Backup data in a robust way

Robin_Verlangen · January 2, 2013, 9:35am

Hi there,

What would be the best way to create backups of the data in ES? In my use
case the data is append-only (log storage etc).

I was thinking about closing the index, gzip the entire folder on every
node (not so easy to coordinate), and store it on something like Amazon S3.
However I would like to know whether there are more solid solutions to this.

Best regards,

Robin Verlangen
Software engineer
*
*
W http://www.robinverlangen.nl
E robin@us2.nl

http://goo.gl/Lt7BC

Disclaimer: The information contained in this message and attachments is
intended solely for the attention and use of the named addressee and may be
confidential. If you are not the intended recipient, you are reminded that
the information remains the property of the sender. You must not use,
disclose, distribute, copy, print or rely on this e-mail. If you have
received this message in error, please contact the sender immediately and
irrevocably delete this message and any copies.

--

dadoonet · January 2, 2013, 10:05am

Hey Robin,

I found this Gist: Backup and restore an Elastic search index (shamelessly copied from http://tech.superhappykittymeow.com/?p=296) · GitHub
https://gist.github.com/1939828

I never tested it myself.

Have a look also at: Backup Elasticsearch node · GitHub
https://gist.github.com/4380715
Never tested it also...

That said, I think that in the next versions, some tools will appears and
probably will cover this need.

HTH
David

Le 2 janvier 2013 à 10:35, Robin Verlangen robin@us2.nl a écrit :

Hi there,

What would be the best way to create backups of the data in ES? In my use
case the data is append-only (log storage etc).

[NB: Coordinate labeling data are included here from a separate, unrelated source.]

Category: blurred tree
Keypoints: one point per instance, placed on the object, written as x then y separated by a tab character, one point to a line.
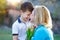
2	10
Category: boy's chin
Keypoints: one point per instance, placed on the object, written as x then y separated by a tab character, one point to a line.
26	20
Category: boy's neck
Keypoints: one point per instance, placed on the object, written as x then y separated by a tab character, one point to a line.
22	19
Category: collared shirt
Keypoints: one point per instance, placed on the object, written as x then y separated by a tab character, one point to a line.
19	28
42	33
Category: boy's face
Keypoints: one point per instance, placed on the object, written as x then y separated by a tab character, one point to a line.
26	15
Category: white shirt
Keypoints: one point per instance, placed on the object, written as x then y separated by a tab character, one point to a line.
20	29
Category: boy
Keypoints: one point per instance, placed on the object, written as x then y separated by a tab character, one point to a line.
19	27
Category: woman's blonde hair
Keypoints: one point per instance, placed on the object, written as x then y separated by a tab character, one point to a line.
42	16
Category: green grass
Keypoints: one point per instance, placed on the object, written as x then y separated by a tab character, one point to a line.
6	35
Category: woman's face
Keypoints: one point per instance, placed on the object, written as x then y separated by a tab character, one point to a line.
32	17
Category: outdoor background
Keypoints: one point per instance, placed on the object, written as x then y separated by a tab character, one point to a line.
9	11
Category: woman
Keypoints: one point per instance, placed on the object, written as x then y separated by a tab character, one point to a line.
43	21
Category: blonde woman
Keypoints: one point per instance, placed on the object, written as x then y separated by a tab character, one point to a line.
43	21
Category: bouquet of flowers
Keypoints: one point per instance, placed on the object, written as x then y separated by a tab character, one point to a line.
30	32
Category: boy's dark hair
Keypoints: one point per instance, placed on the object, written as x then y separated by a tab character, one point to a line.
27	6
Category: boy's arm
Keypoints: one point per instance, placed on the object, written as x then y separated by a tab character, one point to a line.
15	31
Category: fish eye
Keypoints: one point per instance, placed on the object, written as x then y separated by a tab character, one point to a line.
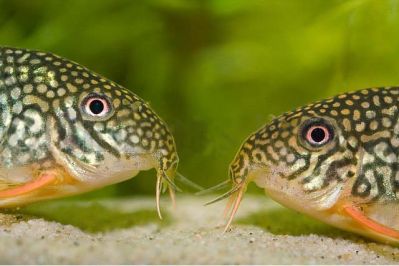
96	106
317	132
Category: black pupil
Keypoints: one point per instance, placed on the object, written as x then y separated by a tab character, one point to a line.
96	107
318	135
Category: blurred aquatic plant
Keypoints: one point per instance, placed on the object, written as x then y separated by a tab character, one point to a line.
216	70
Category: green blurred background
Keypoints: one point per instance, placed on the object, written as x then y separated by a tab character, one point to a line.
215	70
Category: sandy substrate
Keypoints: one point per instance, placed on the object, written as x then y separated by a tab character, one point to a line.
263	233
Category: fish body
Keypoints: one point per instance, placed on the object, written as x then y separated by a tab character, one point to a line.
336	160
59	119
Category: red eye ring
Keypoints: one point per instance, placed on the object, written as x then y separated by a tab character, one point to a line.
96	106
318	135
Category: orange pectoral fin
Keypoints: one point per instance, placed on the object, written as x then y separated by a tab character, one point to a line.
42	181
356	214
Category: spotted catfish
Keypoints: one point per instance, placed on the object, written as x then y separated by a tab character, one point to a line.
66	130
335	160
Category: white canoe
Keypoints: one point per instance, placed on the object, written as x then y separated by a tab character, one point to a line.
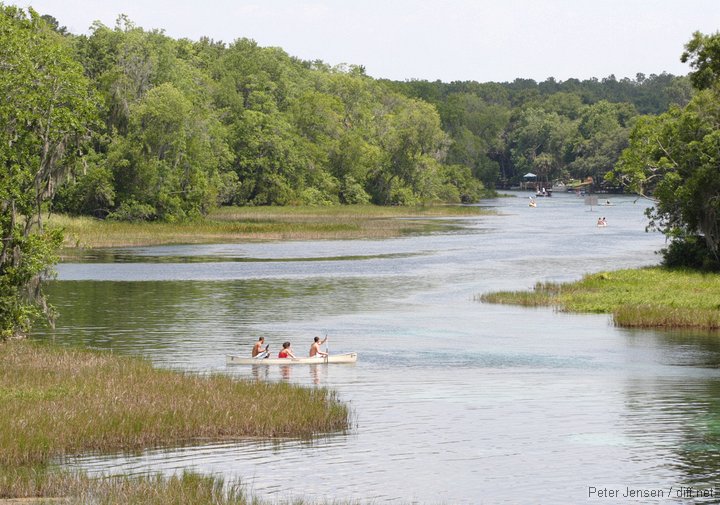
350	357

I was thinking about closing the index, gzip the entire folder on every node
(not so easy to coordinate), and store it on something like Amazon S3. However
I would like to know whether there are more solid solutions to this.

Best regards,

Robin Verlangen
Software engineer

W http://www.robinverlangen.nl http://www.robinverlangen.nl
E robin@us2.nl mailto:robin@us2.nl
http://goo.gl/Lt7BC

Disclaimer: The information contained in this message and attachments is
intended solely for the attention and use of the named addressee and may be
confidential. If you are not the intended recipient, you are reminded that the
information remains the property of the sender. You must not use, disclose,
distribute, copy, print or rely on this e-mail. If you have received this
message in error, please contact the sender immediately and irrevocably delete
this message and any copies.

--

--
David Pilato
http://www.scrutmydocs.org/
http://dev.david.pilato.fr/
Twitter : @dadoonet / @elasticsearchfr / @scrutmydocs

--

Robin_Verlangen · January 2, 2013, 1:52pm

Hi David,

Thank you for your reply. The second gist is about the same as I was
thinking about. Seems that I'll have to keep track of my data, or find it
through the API.

Best regards,

Robin Verlangen
Software engineer
*
*
W http://www.robinverlangen.nl
E robin@us2.nl

http://goo.gl/Lt7BC

Disclaimer: The information contained in this message and attachments is
intended solely for the attention and use of the named addressee and may be
confidential. If you are not the intended recipient, you are reminded that
the information remains the property of the sender. You must not use,
disclose, distribute, copy, print or rely on this e-mail. If you have
received this message in error, please contact the sender immediately and
irrevocably delete this message and any copies.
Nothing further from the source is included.